In college, I had a choice between getting a great GPA by devoting all my time to studying or getting an acceptable GPA by devoting less time to studying but more time to student activities that were relevant to my major, such as working for the school newspaper.

I certainly don't regret that I chose the latter. Those student activities opened up more job possibilities for me than a half-a-point higher GPA would have.

Granted, if an amazing study-abroad experience hinged on my GPA, that might have factored into my choice ... but would it really have been in my long-term self interest?

Mike B.

You'd have to take into consideration GPA inflation. Some universities (and even departments within universities) inflate grades, giving an unfair advantage to those students who go to those universities.


I'm so tired of people who "could have done better on the SATs," "could have gotten better grades," "could have founded Google," etc., but "chose" not to...

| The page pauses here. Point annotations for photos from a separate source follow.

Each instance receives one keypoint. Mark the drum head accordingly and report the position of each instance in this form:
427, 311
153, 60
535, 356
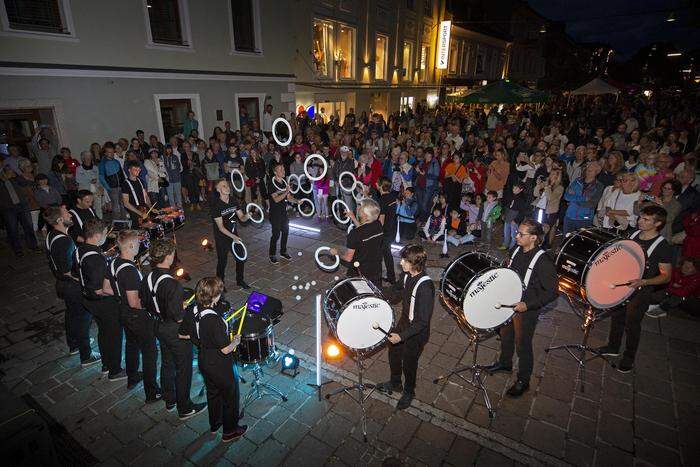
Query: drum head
615, 263
490, 289
354, 328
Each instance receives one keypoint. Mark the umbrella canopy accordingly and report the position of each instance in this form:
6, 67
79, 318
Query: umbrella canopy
596, 87
501, 92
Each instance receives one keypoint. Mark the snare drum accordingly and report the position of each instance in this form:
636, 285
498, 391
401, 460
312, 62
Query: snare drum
352, 307
474, 287
594, 265
257, 339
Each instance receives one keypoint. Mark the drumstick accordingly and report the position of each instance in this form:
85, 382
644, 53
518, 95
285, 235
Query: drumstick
379, 328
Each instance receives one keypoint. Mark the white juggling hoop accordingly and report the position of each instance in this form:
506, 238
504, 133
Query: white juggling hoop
302, 213
274, 135
339, 202
240, 177
306, 167
325, 267
251, 206
354, 181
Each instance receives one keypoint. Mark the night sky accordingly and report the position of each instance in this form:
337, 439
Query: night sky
626, 34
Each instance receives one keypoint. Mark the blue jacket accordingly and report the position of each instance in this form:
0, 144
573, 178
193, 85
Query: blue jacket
582, 199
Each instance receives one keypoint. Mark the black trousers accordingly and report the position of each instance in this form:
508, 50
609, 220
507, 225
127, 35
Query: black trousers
280, 228
223, 249
517, 336
77, 318
388, 258
222, 390
628, 320
139, 329
175, 366
109, 331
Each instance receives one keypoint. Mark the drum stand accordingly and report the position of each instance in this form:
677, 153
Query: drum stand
362, 397
589, 319
475, 369
260, 389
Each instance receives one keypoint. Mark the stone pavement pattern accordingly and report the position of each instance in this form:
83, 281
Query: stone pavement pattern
649, 417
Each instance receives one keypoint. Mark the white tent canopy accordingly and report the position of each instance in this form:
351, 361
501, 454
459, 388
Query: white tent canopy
596, 87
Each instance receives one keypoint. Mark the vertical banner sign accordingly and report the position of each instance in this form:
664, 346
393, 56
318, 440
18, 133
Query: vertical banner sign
444, 44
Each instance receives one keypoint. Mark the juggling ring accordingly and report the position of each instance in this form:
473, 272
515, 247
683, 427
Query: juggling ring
306, 165
354, 182
245, 250
240, 175
259, 208
289, 182
335, 216
331, 268
311, 185
274, 135
302, 213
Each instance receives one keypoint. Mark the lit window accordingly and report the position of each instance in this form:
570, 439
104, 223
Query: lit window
381, 57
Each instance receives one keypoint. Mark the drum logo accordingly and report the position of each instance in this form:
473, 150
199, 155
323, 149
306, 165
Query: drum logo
482, 285
607, 254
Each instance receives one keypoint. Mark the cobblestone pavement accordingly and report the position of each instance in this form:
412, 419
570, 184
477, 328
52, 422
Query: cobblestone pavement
650, 416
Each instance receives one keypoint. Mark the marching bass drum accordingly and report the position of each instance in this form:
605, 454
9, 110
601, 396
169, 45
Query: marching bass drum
594, 265
352, 307
475, 288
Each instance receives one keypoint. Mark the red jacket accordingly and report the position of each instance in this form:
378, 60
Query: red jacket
684, 286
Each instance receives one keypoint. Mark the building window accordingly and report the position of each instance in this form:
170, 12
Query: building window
243, 23
345, 52
407, 61
168, 23
380, 59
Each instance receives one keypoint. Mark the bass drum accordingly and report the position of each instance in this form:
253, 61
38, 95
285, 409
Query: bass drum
352, 307
594, 265
474, 287
257, 339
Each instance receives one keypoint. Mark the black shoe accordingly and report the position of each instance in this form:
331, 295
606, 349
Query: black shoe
498, 367
118, 376
405, 401
518, 388
196, 408
134, 381
389, 387
607, 351
625, 365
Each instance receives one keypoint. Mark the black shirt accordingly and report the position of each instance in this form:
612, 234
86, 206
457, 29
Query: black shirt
227, 211
170, 296
542, 288
387, 205
366, 240
127, 278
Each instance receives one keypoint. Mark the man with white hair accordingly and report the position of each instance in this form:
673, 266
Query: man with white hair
363, 256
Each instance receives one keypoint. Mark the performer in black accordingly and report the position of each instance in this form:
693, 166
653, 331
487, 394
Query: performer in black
537, 271
364, 243
216, 360
225, 213
163, 296
651, 221
387, 217
60, 251
134, 194
139, 326
413, 329
278, 212
98, 297
81, 213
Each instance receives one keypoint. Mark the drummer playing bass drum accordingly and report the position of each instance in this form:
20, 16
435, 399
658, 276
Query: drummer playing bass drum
413, 330
539, 276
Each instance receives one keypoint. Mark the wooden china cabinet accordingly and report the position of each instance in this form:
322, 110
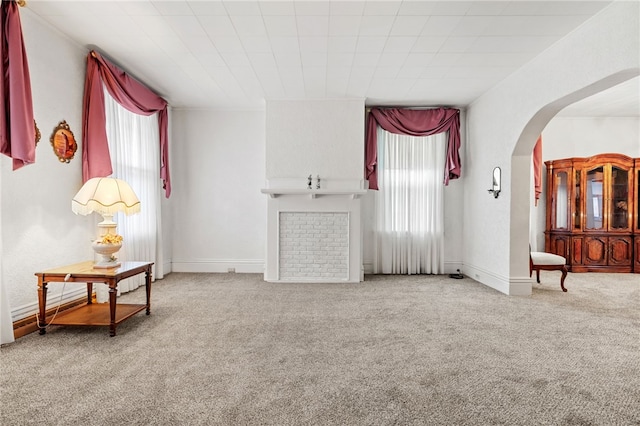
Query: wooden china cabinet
592, 212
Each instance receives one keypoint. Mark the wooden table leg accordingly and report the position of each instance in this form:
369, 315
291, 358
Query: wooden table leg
42, 304
113, 290
148, 288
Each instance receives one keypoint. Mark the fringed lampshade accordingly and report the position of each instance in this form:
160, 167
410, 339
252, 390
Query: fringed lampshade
106, 196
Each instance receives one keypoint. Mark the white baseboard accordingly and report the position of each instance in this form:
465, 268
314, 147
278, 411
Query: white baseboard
519, 286
219, 266
53, 300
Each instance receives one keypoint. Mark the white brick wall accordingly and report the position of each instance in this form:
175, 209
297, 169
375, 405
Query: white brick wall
313, 246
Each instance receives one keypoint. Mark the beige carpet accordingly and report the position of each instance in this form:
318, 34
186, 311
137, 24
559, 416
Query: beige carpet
230, 349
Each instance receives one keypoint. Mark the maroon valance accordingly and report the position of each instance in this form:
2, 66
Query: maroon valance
537, 169
413, 122
132, 95
17, 128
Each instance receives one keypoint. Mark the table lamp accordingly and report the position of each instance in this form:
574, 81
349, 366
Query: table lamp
106, 196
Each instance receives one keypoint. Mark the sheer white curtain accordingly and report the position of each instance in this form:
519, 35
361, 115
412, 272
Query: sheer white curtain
135, 156
409, 229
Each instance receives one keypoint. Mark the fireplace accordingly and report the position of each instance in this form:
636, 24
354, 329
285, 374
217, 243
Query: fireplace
314, 235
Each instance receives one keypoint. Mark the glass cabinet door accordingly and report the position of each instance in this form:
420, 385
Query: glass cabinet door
577, 222
619, 198
594, 211
561, 184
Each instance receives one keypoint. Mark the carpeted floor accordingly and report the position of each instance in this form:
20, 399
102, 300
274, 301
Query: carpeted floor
230, 349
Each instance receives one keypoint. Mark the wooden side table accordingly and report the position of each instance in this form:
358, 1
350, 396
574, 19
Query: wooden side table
93, 313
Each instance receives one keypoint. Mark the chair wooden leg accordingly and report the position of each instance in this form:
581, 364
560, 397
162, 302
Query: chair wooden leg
564, 275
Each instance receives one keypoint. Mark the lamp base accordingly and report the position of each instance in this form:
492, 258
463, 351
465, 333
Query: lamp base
106, 265
106, 254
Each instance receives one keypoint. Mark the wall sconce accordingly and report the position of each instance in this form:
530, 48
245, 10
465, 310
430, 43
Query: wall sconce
495, 189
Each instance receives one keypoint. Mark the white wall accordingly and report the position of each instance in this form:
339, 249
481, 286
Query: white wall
321, 137
566, 137
37, 227
218, 169
503, 126
39, 231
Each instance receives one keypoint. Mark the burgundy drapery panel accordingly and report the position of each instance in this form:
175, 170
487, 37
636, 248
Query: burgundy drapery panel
413, 122
537, 169
17, 128
132, 95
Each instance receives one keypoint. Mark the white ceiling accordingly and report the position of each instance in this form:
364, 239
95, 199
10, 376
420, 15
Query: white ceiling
236, 53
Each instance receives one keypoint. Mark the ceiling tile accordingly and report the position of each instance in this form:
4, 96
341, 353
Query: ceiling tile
399, 44
288, 60
228, 44
408, 25
278, 26
454, 50
376, 25
153, 25
389, 8
177, 7
313, 25
256, 44
277, 8
186, 26
313, 60
340, 59
440, 25
199, 45
418, 59
366, 60
249, 25
262, 60
520, 44
344, 25
371, 44
242, 8
342, 44
237, 60
202, 8
315, 8
139, 8
285, 44
428, 44
353, 7
457, 44
487, 8
313, 44
217, 25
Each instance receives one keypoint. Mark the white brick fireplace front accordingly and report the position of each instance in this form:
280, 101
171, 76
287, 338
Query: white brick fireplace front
314, 235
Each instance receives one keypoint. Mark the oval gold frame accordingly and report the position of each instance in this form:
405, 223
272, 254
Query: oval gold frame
63, 142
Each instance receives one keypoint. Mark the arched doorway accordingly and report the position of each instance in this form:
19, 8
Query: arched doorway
521, 179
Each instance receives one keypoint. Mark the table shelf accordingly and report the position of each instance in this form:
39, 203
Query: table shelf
96, 314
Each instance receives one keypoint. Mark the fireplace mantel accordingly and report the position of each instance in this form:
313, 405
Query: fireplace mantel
314, 193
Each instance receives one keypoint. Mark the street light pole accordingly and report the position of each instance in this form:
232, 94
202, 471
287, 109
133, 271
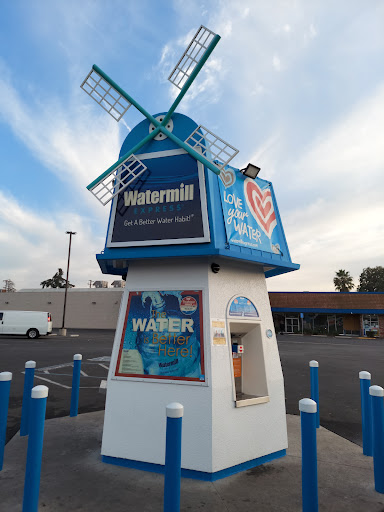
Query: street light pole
63, 330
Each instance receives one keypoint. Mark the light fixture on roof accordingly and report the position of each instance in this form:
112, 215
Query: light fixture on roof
251, 171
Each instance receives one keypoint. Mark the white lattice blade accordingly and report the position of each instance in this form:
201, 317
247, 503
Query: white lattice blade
117, 180
191, 57
105, 95
212, 146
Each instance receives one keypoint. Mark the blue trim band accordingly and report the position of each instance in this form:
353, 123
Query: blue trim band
190, 473
334, 293
329, 310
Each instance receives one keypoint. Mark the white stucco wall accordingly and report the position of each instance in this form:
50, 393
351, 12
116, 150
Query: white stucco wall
216, 434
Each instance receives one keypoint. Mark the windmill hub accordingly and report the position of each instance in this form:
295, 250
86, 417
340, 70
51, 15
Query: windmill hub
161, 135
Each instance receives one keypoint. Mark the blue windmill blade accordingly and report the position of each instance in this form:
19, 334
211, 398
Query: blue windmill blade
105, 95
211, 146
192, 56
106, 187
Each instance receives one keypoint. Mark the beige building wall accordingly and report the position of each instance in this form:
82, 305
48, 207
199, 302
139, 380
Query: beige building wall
87, 308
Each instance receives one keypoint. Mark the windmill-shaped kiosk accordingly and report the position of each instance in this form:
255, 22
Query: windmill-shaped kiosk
195, 239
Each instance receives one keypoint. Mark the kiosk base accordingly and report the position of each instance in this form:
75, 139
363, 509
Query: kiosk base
223, 432
195, 475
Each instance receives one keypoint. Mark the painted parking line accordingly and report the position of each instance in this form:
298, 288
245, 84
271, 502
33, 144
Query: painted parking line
56, 377
52, 382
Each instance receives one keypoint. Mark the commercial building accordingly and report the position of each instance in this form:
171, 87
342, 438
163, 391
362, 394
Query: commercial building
293, 312
350, 313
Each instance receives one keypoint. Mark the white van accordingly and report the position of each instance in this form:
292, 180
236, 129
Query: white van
29, 323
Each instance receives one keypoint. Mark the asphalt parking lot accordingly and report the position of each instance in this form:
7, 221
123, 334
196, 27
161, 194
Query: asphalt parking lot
340, 360
54, 356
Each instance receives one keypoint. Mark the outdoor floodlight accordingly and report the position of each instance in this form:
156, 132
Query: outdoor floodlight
251, 171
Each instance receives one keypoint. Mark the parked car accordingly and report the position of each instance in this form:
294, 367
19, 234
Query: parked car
29, 323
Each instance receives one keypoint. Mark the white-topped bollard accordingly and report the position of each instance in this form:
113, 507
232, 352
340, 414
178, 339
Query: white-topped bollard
38, 406
29, 376
308, 409
172, 475
377, 403
75, 384
5, 387
314, 376
366, 412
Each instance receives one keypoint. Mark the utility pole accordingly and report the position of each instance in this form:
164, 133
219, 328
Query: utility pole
63, 330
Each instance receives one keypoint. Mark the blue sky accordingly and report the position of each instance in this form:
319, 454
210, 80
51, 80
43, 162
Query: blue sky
297, 86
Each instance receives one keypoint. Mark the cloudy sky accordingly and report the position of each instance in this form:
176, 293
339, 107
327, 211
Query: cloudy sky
297, 86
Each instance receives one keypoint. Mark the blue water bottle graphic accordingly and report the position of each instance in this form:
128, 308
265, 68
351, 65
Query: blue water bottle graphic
169, 351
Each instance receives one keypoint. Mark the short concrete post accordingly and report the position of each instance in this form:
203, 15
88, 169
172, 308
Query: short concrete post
308, 410
28, 385
314, 371
5, 387
377, 393
35, 448
75, 384
366, 412
173, 458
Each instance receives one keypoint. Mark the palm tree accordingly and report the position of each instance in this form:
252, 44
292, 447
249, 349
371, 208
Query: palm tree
343, 281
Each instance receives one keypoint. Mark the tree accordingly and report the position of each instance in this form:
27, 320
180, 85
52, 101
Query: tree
57, 281
343, 281
371, 280
9, 286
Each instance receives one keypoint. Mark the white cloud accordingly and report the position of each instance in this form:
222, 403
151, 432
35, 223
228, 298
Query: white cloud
276, 62
335, 213
34, 245
70, 140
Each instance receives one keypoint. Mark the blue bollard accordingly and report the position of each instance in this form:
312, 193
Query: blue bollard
28, 385
35, 448
366, 412
308, 410
75, 384
377, 393
314, 374
172, 475
5, 387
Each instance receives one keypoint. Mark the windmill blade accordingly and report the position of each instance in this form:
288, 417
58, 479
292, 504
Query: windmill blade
108, 186
211, 146
105, 95
191, 57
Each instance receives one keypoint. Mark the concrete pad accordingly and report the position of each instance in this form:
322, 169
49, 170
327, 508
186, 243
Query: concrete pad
74, 478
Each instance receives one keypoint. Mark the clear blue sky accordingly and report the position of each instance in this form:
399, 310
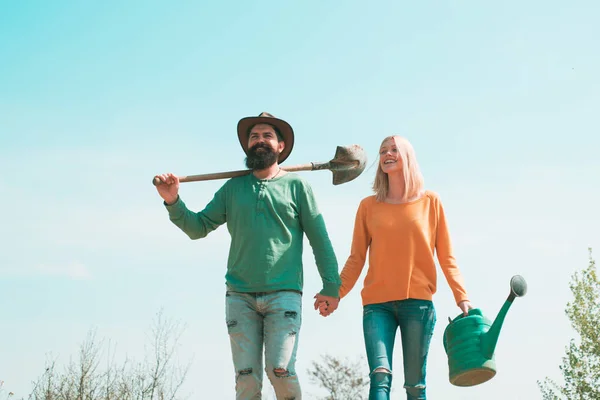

The real news here is that these Dutch students are required to study elsewhere for a semester, and that most apparently choose to study abroad. Sadly, only a small percentage of American college and university students study abroad. According to the latest statistics published by the Institute of International Education (IIE), a total of 262,416 U.S. students studied abroad in the 2007-2008 academic year. (See link: While this represents an increase over previous years, it's still a small percentage of all U.S. students.

Dan Depends on the field. In more technical and academic fields, GPA is typically a pretty good measure of ability in your future job. A lot of important skills are built into GPA as well, like organization and ability to hit deadlines.

But how do you objectively compare an art student to a computer programming student? What if the school they are requesting to go to has a world famous art program?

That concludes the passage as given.